Schriesheim. Meist braucht es nur kleine Räume, um große Schlachten zu schlagen: Wenn vernichtende Vorwürfe wie Pfeilhagel auf das Gegenüber niederprasseln, fühlt sich der "Gott des Gemetzels" fast genauso wohl wie auf anderen Kriegsschauplätzen. Zumal die Grenze vom zerstörerischen Wort zur echten Tätlichkeit dann nur noch ein hauchdünner Schleier ist, der jederzeit reißen kann.

Die Dramatik dieses sich aufschaukelnden Prozesses, geboren aus der Banalität, brachte die neu zusammengesetzte Theater-AG am Kurpfalz-Gymnasium Schriesheim (KGS) in einer packenden Adaption von Yasmina Rezas Drama "Gott des Gemetzels" vor vollem Haus auf die Bühne. Von der am Ende Taschen und Klopapierrollen flogen und die Zuschauer die Köpfe einzogen, nur um kurz darauf heftigst zu applaudieren und die Truppe mit lauten "Bravo"-Rufen zu mehreren Vorhängen zu nötigen.

Schlimm und schlimmer

Gut, eigentlich gab es keinen Vorhang. Stattdessen war die Bühne offen und lief über einen roten Teppich ins Publikum hinein. Die reduzierte Kulisse verteilte sich eingangs auf zwei Schauplätze: Hier die Wohnung der blasiert geschäftigen Familie Reilles, dort die intellektuell inszenierte Bürgerlichkeit der Duponts. Beider heranwachsender Söhne lagen auf der Straße miteinander im Clinch, wobei Ferdinand Reilles dem gleichaltrigen Bruno Dupont mit einem Stock zwei Schneidezähne ausschlug.

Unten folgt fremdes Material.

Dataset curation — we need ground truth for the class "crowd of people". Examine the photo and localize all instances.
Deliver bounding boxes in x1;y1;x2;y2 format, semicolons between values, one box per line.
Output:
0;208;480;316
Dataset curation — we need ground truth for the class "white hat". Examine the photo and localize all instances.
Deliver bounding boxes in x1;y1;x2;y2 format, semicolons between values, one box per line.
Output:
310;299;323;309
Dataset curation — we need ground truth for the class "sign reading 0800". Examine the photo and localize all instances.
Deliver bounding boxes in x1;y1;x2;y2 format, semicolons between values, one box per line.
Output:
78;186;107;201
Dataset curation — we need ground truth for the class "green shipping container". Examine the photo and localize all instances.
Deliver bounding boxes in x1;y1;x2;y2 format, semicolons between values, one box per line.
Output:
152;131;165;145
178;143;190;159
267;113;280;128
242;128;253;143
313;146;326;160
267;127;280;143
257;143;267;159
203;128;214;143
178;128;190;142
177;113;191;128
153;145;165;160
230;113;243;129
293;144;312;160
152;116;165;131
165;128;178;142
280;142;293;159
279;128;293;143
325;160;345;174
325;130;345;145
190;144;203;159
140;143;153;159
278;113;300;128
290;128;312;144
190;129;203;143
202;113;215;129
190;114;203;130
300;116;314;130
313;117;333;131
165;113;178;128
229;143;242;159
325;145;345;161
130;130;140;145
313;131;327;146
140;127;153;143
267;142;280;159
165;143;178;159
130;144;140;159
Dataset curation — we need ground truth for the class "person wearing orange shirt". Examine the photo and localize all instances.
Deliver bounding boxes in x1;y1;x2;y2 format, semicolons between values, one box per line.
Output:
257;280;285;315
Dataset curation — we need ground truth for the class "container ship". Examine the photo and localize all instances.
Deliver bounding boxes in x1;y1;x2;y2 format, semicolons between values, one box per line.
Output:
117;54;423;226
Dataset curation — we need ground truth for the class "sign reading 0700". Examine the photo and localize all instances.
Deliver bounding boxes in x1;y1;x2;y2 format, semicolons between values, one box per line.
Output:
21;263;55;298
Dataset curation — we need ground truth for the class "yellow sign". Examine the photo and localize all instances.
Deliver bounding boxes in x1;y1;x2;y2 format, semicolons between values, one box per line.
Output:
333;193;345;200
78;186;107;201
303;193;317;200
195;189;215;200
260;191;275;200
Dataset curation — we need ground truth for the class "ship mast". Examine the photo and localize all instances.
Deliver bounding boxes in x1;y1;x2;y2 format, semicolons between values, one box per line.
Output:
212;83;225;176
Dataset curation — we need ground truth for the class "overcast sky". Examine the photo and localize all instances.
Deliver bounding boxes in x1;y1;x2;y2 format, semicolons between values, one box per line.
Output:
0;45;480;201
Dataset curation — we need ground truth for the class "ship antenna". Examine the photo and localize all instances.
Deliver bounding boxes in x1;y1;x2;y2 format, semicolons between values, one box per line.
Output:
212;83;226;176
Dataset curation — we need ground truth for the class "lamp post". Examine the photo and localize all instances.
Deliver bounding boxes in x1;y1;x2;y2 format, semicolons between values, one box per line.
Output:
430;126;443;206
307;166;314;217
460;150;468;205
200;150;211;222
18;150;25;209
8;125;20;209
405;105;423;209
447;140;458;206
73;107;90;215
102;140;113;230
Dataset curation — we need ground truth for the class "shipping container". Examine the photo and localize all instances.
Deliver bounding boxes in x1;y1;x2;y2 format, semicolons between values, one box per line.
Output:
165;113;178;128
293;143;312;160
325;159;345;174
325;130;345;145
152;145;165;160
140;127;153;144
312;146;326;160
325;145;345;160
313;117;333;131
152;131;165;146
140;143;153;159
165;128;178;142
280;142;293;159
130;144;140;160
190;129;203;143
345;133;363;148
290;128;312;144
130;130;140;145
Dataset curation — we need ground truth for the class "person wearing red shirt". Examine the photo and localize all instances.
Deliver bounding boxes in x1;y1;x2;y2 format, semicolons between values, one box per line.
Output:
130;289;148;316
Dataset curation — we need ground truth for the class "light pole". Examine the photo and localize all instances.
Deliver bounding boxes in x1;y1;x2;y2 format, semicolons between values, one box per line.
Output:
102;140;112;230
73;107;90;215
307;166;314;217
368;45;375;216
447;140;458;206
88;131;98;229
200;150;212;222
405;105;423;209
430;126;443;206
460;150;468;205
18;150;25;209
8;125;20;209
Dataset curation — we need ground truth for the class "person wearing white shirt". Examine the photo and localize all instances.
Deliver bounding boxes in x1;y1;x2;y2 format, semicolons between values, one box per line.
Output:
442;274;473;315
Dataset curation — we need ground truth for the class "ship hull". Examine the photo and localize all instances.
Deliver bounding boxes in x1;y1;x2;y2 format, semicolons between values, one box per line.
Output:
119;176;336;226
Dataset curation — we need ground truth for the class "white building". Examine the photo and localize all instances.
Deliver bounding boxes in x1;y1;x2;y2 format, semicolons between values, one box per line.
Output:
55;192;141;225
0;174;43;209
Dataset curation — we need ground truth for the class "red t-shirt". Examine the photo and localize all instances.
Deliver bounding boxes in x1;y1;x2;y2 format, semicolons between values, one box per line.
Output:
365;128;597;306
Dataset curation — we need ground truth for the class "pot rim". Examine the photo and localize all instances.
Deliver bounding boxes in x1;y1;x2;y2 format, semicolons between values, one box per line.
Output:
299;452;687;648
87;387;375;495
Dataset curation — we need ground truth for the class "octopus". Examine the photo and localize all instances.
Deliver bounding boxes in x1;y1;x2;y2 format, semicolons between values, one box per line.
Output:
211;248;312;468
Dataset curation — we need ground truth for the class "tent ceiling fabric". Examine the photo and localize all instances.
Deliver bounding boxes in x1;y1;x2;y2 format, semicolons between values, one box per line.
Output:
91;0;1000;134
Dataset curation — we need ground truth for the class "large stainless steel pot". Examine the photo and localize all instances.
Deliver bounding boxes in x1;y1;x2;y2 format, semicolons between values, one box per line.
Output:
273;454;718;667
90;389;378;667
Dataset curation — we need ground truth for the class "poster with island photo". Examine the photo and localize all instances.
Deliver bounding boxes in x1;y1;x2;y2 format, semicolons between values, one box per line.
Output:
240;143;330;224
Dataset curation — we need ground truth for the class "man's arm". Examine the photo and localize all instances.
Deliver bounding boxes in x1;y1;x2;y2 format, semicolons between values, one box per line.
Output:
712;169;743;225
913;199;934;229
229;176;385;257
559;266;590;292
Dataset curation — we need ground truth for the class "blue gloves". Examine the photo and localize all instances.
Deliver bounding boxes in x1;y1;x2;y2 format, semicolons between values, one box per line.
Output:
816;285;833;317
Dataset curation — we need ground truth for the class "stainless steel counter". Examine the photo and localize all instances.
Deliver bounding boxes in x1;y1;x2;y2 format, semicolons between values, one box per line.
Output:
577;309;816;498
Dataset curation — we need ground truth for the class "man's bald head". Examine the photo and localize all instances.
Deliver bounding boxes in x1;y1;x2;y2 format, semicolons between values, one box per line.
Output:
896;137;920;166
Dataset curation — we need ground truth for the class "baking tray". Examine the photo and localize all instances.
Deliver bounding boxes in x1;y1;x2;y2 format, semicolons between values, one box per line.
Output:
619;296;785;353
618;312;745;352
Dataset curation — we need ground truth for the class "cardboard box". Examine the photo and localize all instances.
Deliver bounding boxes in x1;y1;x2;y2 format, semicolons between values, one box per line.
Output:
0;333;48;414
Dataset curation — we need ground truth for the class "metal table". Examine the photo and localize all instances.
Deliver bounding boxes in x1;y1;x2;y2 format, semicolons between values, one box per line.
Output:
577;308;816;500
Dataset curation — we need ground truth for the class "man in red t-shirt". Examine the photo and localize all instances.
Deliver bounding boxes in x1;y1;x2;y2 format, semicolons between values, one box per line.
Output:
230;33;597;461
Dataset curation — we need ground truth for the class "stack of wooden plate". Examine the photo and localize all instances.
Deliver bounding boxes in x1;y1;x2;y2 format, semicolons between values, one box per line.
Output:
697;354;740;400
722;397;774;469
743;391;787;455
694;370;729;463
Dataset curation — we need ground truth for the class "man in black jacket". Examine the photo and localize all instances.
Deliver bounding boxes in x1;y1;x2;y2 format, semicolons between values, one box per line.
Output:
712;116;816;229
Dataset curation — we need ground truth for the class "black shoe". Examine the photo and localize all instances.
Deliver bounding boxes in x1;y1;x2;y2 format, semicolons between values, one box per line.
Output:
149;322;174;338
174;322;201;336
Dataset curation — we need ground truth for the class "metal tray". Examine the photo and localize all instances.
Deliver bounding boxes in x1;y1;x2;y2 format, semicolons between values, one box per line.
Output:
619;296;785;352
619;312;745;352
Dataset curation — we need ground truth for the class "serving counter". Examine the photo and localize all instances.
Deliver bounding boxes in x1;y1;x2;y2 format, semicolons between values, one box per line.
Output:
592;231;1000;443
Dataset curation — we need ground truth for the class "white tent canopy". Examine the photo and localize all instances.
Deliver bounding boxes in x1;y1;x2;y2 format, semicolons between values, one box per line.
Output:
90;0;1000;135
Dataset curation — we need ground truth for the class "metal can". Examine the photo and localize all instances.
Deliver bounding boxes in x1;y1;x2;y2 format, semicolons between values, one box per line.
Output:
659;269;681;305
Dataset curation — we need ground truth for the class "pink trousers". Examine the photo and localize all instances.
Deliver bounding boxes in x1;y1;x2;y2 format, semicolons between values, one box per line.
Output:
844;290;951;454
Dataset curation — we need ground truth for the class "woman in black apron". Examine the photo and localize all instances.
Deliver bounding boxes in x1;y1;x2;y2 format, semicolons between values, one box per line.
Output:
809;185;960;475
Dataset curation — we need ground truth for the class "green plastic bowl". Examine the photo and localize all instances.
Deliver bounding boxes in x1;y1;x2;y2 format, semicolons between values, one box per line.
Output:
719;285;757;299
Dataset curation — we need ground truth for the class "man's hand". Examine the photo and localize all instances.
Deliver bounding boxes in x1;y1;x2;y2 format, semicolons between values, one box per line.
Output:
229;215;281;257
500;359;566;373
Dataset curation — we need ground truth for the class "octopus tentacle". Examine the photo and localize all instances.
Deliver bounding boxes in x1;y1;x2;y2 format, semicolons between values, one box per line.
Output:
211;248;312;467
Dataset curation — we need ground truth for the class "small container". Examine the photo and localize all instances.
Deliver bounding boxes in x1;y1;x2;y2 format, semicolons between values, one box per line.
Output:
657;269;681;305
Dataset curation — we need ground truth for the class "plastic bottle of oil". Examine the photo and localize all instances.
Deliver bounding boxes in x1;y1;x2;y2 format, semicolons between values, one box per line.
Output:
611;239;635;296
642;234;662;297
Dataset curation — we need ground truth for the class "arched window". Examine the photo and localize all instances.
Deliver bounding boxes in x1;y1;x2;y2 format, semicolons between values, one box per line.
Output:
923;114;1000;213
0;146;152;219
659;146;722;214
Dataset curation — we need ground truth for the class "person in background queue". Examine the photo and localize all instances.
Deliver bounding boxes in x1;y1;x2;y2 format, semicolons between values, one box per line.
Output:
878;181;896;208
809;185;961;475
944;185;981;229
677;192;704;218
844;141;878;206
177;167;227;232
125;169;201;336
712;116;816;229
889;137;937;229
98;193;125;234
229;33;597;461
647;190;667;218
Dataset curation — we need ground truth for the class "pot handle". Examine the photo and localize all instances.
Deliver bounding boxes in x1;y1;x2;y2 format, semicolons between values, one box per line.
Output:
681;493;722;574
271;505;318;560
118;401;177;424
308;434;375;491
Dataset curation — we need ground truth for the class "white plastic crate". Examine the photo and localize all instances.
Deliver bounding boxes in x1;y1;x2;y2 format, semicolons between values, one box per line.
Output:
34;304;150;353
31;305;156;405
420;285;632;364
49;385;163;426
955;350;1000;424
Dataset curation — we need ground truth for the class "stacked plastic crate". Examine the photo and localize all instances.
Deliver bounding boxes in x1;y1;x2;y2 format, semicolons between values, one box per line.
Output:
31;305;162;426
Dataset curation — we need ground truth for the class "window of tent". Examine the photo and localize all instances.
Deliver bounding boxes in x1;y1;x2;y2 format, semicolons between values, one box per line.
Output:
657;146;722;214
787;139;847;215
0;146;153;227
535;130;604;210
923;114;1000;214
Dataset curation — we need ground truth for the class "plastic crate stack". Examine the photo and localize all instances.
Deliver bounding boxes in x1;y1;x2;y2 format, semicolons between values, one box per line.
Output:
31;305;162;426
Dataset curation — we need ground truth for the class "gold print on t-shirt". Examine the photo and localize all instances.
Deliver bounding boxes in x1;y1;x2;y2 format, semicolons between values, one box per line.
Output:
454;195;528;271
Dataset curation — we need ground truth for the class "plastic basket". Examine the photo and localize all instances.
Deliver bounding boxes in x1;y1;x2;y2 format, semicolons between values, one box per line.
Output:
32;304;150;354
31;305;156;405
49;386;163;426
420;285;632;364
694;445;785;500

Véronique und Michel Dupont bitten Annette Reilles und ihren Mann Alain zum klärenden Gespräch in ihre Wohnung; man will die Angelegenheit friedfertig regeln. "Wir beherrschen doch alle die Kunst des zivilen Umgangs", bemerkt Véronique, von Nina Kreutzer herausragend gespielt. Doch die Maske der Kultiviertheit weicht rasch auf. In der Folge geht es um die Frage, wer schlimm und wer schlimmer ist: der arrogante und dauertelefonierende Anwalt Alain, dem Chiara Lange beeindruckend machohafte Attitüde verlieh, oder der sich harmoniesüchtig windende Michel.

In der Rolle des feigen Hamstermörders fühlte sich Liza Schäfer überzeugend wohl. Als Vierte im Bunde der wechselnden Verbrüderungen und Anfeindungen setzte sich Janina Haring als gestresste Anwaltsgattin Annette in Szene, die sich gekonnt auf wertvolle Kunstkataloge übergab.

Mimisch wie sprachlich einfühlsam, präsent und reif agierten die Schülerinnen der elften und zwölften Klassen. Zugleich hielten sie mitreißend den Spannungsbogen.

Die sparsam, aber effizient eingesetzten Kunstgriffe der Regisseurinnen Alexandra Eschmann, Carolin Julier und Jasmin Ziegler sorgten für kreative Überraschungsmomente: Am Ende agierten nicht nur zwei, sondern sechs Ehepaare auf der Bühne - Reilles'sche und Dupont'sche Doppelgänger, die die Zahl der bitteren Anschuldigungen und Handgreiflichkeiten zu einem virulenten Crescendo nicht nur verbaler Grausamkeiten komponierten. Die ursächliche Prügelszene sah man eingangs als Filmausschnitt - nachdem die Technik endlich einwilligte, wieder zu funktionieren.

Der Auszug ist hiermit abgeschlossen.